Short on formal education but full of a realist's demeanour and hilarious theatrics, John King’ori depended heavily on luck and goodwill of councillors to govern Nairobi as its mayor.
He was elected to City Hall in 1994 and his reign lasted until 1998. Heavy in Kikuyu accent, Mayor King’ori’s speeches often left his audiences in stitches. His solutions to problems were often simplistic.
King’ori died on January 22 at Nairobi Hospital after short illness. He had been battling a brain tumour. He was 75. He will be buried this weekend.
Before his election, the city’s management had been in the hands of successive commissions instituted by the national government after mayors before him failed to steer the capital as expected.
City roads were in a sorry state, garbage and filth littered everywhere, health services poor, no lighting and violent thugs roamed free.
Upon his election, Kingo’ri told the New York Times that he ran because he “received a call from God to salvage this city.”

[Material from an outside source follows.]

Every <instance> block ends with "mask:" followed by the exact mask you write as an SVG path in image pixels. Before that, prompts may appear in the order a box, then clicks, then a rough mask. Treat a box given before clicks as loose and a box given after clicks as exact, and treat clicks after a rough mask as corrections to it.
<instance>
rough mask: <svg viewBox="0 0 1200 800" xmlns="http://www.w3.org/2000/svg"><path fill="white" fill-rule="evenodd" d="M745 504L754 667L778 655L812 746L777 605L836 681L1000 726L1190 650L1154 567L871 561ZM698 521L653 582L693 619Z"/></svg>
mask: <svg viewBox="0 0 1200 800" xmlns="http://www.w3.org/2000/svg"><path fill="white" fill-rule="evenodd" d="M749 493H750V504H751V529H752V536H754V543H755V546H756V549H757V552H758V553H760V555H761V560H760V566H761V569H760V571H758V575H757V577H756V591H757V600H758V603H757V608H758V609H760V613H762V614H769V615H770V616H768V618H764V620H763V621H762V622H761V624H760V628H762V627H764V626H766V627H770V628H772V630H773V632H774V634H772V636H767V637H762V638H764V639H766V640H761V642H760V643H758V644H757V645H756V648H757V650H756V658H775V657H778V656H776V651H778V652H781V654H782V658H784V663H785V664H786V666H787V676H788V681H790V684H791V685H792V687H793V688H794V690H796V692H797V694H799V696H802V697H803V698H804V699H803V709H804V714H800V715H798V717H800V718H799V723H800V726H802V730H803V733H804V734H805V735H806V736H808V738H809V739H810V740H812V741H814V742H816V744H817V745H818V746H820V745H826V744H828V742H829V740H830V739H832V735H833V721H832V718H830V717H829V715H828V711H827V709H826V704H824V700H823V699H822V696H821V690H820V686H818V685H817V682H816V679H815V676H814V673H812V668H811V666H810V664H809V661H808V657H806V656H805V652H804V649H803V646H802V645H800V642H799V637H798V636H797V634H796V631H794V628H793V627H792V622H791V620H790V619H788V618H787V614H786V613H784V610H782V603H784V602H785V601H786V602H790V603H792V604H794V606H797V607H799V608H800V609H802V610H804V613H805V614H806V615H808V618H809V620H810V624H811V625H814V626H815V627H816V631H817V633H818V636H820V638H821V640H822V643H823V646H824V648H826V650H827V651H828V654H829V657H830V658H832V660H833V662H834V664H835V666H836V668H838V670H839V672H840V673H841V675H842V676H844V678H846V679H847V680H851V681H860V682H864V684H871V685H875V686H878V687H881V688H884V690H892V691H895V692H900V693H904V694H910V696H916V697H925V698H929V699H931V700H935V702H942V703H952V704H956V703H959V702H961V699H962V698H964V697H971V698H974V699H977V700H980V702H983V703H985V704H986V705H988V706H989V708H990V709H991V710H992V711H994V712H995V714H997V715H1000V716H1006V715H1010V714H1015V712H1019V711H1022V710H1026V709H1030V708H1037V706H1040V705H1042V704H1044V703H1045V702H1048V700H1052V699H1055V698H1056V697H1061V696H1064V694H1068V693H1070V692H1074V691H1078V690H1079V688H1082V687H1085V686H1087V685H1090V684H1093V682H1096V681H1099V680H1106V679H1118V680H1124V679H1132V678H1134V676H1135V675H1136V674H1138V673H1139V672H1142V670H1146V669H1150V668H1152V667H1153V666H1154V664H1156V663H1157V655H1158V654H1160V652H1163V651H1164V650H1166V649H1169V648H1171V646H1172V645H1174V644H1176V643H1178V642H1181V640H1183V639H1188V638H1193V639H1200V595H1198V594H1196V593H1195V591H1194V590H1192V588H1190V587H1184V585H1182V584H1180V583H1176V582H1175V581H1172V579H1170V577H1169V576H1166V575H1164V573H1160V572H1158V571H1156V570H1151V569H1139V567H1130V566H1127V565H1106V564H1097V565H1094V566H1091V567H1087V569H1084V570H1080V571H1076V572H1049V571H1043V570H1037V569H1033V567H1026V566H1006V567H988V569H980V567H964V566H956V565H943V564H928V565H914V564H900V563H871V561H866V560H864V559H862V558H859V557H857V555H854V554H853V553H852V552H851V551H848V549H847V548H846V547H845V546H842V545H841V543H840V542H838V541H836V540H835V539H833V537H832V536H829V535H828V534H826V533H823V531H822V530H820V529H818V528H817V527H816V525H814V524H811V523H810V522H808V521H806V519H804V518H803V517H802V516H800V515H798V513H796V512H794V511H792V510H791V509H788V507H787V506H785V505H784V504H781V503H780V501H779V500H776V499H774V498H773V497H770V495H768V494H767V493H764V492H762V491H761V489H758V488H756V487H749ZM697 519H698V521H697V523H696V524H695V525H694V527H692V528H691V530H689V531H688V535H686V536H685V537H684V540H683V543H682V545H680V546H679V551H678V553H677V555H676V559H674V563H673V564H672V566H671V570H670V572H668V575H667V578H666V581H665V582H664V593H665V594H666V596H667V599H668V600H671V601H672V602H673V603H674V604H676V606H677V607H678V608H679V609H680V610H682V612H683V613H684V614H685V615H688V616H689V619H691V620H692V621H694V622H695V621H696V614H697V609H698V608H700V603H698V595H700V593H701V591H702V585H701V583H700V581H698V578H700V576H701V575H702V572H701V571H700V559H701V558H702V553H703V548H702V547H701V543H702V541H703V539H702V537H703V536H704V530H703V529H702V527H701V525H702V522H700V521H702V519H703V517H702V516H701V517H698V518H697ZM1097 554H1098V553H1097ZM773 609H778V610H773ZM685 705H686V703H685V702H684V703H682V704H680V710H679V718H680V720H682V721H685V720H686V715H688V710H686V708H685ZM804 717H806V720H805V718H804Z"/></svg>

His approach when dealing with journalists or councillors or anybody else was the same - unscripted and full of apparent guesswork.
When the Times reporter asked him about his agenda for the city, he famously said: “I do not have any hidden agenda for the city.”
And on the traffic menace in the city, Kingo'ri once said: "Those motolists (motorists) who are farking (parking) their cars on the pavement will be heaviry sharged (heavily charged)!"
In 1997, one of the city dailies published a stinging commentary titled ‘City Hole and the mayor,” reserving the most brutal rebuke for King’ori.
With 1997 elections around the corner, the good mayor called the editor the same day the article ran, requesting that he visits his Parlour (para as King’ori would call it) so he could set the record straight.
While the editor honoured the appointment at the mayor’s parlour at the agreed time, not even King’ori’s secretary and his assistants had a clue about the meeting or his whereabouts.
After hours of waiting, the aides suggested to the editor to try checking at the mayor’s Accra Hotel along the city’s Accra Road if he could be there.
From the hotel, it emerged that King’ori had travelled to his Karatina home after he arranged for the meeting. No one had a clue when he would return. When the editor dashed back to the newsroom, he dutifully wrote about it, espousing his experience at the mayor’s hand.
At mid-morning the following day, King’ori would call and with a self-deprecating mien give a lengthy apology.
“You know I’m a wicked mayor,” King’ori explained. He meant that he was “a weakened mayor”.
And when he was caught in usually heated politics of the city, he would quip: “I is the mayor and others are mere kanjuras…” and “no vegetation is allowed in Nairobi beyond vegetables”.
His fight against the city's legendary corruption cartels was spirited and almost cost him his life.
At one point, he dodged gunmen who were after his life because of tough decision he made at City Hall.